Back in the mid-1990s, then President William Jefferson Clinton outlawed welfare. While the pundits and the social scientists claimed that this would, among other things, reduce crime, out-of-wedlock births, and poverty while saving the government and thus the hard-pressed taxpayer money, its most immediate effect was the dumping of millions of women into the work force. Soon thereafter, author Barbara Ehrenreich decided to see just what kind of subsistence level these women could sustain. The result was her book
Nickel and Dimed: On (Not) Getting By in America, which proved to be not only a bestseller but a bellwether of the times. Seattle's Intiman Theatre commissioned Joan Holden of the political, agitprop, in-your-face San Francisco Mime Troupe to adapt the book into a play, and the result has been produced across the country over the last couple of years and is now being staged in Austin, directed by State Theater Company Artistic Director Scott Kanoff and starring Megan Cole, last seen locally playing terminal cancer patient Vivian Bearing in the State's production of
Wit.
Kanoff and set designer David Potts wanted very much to honor both the journalistic spirit of Ehrenreich's work and the women she worked with and wrote about. "We wanted an environment that would suggest a documentary world," says Kanoff, "and David and I came up with an environment of photographs, very much like a museum installation. Lesley Nowlin is the photographer. She's an Austinite, and I was referred to her Web site one day. She's very young and incredibly talented. She shot an almost unbearably intimate series in a nursing home (
www.lesleynowlinphoto.com ), really brave photography, difficult but beautiful work. So I gave her a call and we got together and we hit the street that day.

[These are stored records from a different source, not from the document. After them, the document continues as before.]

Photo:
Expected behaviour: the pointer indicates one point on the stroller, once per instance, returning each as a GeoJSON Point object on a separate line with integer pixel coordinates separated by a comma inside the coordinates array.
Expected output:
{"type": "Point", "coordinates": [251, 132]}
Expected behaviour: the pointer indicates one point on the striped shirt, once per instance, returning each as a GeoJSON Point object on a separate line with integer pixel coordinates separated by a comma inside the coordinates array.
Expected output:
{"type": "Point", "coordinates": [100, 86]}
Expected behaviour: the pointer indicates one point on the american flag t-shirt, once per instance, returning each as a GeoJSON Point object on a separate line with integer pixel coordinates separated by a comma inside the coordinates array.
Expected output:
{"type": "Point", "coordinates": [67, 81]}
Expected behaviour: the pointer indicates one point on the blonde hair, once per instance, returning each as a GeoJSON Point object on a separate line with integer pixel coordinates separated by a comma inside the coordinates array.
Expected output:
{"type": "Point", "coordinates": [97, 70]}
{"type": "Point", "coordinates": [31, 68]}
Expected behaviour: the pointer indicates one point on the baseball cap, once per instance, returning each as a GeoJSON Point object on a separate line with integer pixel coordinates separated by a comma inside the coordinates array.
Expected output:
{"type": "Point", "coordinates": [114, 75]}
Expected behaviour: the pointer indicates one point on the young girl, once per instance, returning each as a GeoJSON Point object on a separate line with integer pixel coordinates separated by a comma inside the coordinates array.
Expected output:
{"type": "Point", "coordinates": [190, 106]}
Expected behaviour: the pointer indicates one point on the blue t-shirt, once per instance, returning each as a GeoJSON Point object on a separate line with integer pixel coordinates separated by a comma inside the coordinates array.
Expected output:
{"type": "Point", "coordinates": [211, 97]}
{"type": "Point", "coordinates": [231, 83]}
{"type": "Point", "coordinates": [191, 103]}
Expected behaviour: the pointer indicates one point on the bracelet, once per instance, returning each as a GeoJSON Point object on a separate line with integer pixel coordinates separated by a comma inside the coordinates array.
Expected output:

"There's a popular fiction that we've improved upon welfare, but the new jobs we're talking about for the most part offer very low wages, few if any benefits, and little to no opportunity for advancement. Here are millions of Americans who work hard, often at two or three jobs, show extraordinary persistence, creativity, good humor, and generosity trying to negotiate the economy and make ends meet. Like Ehrenreich's book, the play marshals her outrage, compassion, and keen eye for the surreal, to show how in many cases that's just not enough. Ehrenreich believes that these neighbors, in fact, subsidize our prosperity, and the play suggests that it might behoove us to consider what we owe them."